LGBTI equality and human rights in Europe and Central Asia

Greece improves gender recognition law but misses chance to introduce self-determination

The Greek parliament has voted to approve legislation on legal gender recognition in a plenary vote today (10 October 2017).

The law will remove the need for trans people in Greece to undergo sterilisation to have their gender legally recognised; an outdated and oppressive practice that violates individuals’ bodily integrity. ILGA-Europe send their congratulations to the movement in Greece who have been relentlessly calling for change. 

However, ILGA-Europe joins local and European trans activists who are highlighting the fact that the new legislation is far from flawless.

(Currently, trans people in Greece who wish to amend their gender marker on personal documents to reflect their gender have to provide proof of medical treatment, sterilisation and a psychiatric diagnosis of gender identity disorder. Under the existing law, minors cannot get their gender legally recognised.)

Under the law passed today, the sterilisation requirements will be removed. The law would be accessible to anyone aged 17 and older. Children between the age of 15 and 17 will have access to the legal gender recognition process, but that steps that they have to follow are not completely demedicalised, as they will have to obtain a certificate from a medical council at Athens Children Hospital.

This situation for trans young people is one of the remaining concerns being raised by LGBTI activists, including ILGA-Europe.

In addition, trans people will still need to be single to access the process (possibly forcing some couples to divorce against their will). A judge will have to decide if the person’s gender expression/presentation matches their gender marker before legal recognition is granted. 

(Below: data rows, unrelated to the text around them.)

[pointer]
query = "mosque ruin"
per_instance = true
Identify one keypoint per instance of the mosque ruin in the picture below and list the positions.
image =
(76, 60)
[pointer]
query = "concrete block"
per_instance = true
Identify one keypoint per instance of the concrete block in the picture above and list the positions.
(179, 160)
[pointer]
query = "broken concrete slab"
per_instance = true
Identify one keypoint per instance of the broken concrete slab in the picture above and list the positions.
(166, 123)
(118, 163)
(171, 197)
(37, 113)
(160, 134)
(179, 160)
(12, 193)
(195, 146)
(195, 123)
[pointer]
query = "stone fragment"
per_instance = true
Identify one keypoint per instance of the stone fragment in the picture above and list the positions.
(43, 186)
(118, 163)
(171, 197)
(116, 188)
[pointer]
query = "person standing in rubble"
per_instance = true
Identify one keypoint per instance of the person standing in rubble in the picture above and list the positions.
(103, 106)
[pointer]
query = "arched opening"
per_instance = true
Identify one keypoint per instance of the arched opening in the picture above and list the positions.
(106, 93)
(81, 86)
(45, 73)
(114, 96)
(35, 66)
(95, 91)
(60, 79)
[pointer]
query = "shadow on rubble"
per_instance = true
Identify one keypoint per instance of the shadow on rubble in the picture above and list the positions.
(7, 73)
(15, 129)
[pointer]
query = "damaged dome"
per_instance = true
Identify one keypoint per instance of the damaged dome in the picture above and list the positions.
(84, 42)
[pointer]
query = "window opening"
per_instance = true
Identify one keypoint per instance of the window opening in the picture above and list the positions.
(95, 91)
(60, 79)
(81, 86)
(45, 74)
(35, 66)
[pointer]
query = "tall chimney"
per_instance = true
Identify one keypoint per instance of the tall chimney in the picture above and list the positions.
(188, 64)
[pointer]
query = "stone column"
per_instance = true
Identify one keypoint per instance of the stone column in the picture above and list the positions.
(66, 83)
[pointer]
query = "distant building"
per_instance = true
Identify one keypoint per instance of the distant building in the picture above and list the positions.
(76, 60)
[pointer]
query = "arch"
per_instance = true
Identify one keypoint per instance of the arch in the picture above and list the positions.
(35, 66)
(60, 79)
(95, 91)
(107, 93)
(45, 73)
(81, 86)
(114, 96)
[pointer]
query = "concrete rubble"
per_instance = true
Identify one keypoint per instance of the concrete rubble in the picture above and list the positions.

Progress – but not perfect. That sums up my feelings at the moment.” said Evelyne Paradis, ILGA-Europe Executive Director after the vote.

Today is a great step forward, but it’s a shame that the step was not one towards full self-determination for all trans people in Greece. In April last year, Greek officials requested a study tour with the Maltese government – with the specific aim of learning from the ground-breaking Maltese GIGESC Act 2015.Given the fact that there is a global standard to learn from in Europe, ILGA-Europe want to see more governments leading by example.”